As you can check in my second post on the day after I created the topic, I stated:

And further along, I also stated:

So I don’t really get what’s wrong?

Then, while you seem quite confident and decisive in your conclusions (and you might be right), I still think there might be something else, as your pattern does not seem to verify.

It was several weeks before, and now 1 week after and while the disk is busy for sure, and probably for all the reasons you mentioned, it is still running fine and filling up with no “dying”. And the performance I am getting from the NAS on the rest of my applications is absolutely fine as well.
So 1) as stated previously, I don’t have an issue right now. But I will not be surprised if I get more later.
2) I am keen to learn, so if you want to share with me (and the community) some more knowledge on “btfs pools vs subvolumes, mount parameters and CoW”, that would be great.
If not, that’s fine as well, and thanks for your help.

Best regards.

I believe @arrogantrabbit, with their inescapable charm, just tries to say that the setup is not really sustainable, even if it might briefly work, and that indeed it might be a good idea to kill the node if migration to better hardware is out of question.

I’ll add though that there are periodic high-I/O chores the node needs to perform, without which you will be hitting other problems. For example, trash collection is I/O intensive, and constant restarting will prevent it from working, leaving trash on your disk. I suspect the graphs you have shared with us may actually be showing these chores, as opposed to just higher than usual traffic. While there are workarounds that reduce the impact of restarts, in the end, your node will just not bring enough revenue to justify its operation.

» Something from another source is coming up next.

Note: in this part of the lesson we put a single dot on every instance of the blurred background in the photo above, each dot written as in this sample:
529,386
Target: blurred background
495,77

In the end, decision is yours. If I may suggest something though, you may also decide to limit the size of the node storage to stop further uploads. That’s an easy way to limit I/O necessary for the node to function while waiting for an opportunity to upgrade hardware in future.

1 Like

Thanks. Indeed, I had matched the high IOPS with the filewalkers logs and they matched.
I understand you both feel like the node is unsustainable and that it “barely” works. What I am trying to say is that, it actually works well, or well enough : The system is reachable without delay, apps work (surveillance, FTP, photos, Plex), and from a StorJ perspective, it keeps growing, stays online and do not crash.
Yes, it is pretty busy and my StoreJ volume is often 99% util, but that’s OK and does not impact the rest. I just had one “glitch” in about 4 weeks where the system was completely unusable for no reason I could understand. And it is this “glitch” that I wanted to get a root cause on.

By the way, I am getting 50GB of ingress per day. With a total traffic at 80GB / day. Is this considered “a lot” by any scale you have?

I think it could be a one of the chores or both - they could be run in parallel, like deleting expired pieces with a TTL and deleting pieces from the trash. They are very high IOPS intensive especially for BTRFS without any acceleration either with additional RAM or SSD.